When comparing the quality of translations to previous AI research, NLLB-200 scored an average of 44 per cent higher. For some African and Indian-based languages, NLLB-200’s translations were more than 70 per cent more accurate.

To best evaluate and improve, the company built FLORES-200, a dataset that enables researchers to assess this AI model’s performance in 40,000 different language directions. FLORES-200 measures NLLB-200’s performance in each language to confirm that the translations are high quality.

And to help other researchers improve their translation tools, Metaverse is opening NLLB-200 models and the FLORES-200 dataset to developers, in addition to model training code and code for re-creating the training dataset.

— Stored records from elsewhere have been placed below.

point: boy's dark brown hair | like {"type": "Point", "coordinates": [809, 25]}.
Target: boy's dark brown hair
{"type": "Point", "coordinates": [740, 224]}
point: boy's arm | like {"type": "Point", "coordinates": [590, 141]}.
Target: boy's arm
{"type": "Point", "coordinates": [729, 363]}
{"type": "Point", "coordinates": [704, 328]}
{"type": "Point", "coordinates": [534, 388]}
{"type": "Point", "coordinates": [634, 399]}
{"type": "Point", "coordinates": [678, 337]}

We’re also awarding up to $200,000 of grants for impactful uses of NLLB-200 to researchers and nonprofit organisations with initiatives focused on sustainability, food security, gender-based violence, education or other areas in support of the UN Sustainable Development Goals. Nonprofits interested in using NLLB-200 to translate two or more African languages, as well as researchers working in linguistics, machine translation and language technology, are invited to apply.

These research advancements will support more than 25 billion translations served every day in Feed on Facebook, Instagram and other technologies. You can explore a demo of NLLB-200 and take a deeper dive into how we developed this model.

Expanded Translation and Greater Inclusion

A handful of languages — including English, Mandarin, Spanish and Arabic — dominate the web. Native speakers of these very widely spoken languages may take for granted how meaningful it is to read something in your own mother tongue. NLLB will help more people read things in their preferred language, rather than always requiring an intermediary language that often gets the sentiment or content wrong.

This work can also help advance other technologies, like building assistants that work well in languages such as Javanese and Uzbek, or creating systems to take Bollywood movies and add accurate subtitles in Swahili or Oromo.

As the metaverse begins to take shape, the ability to build technologies that work well in a wider range of languages will help to democratise access to immersive experiences in virtual worlds.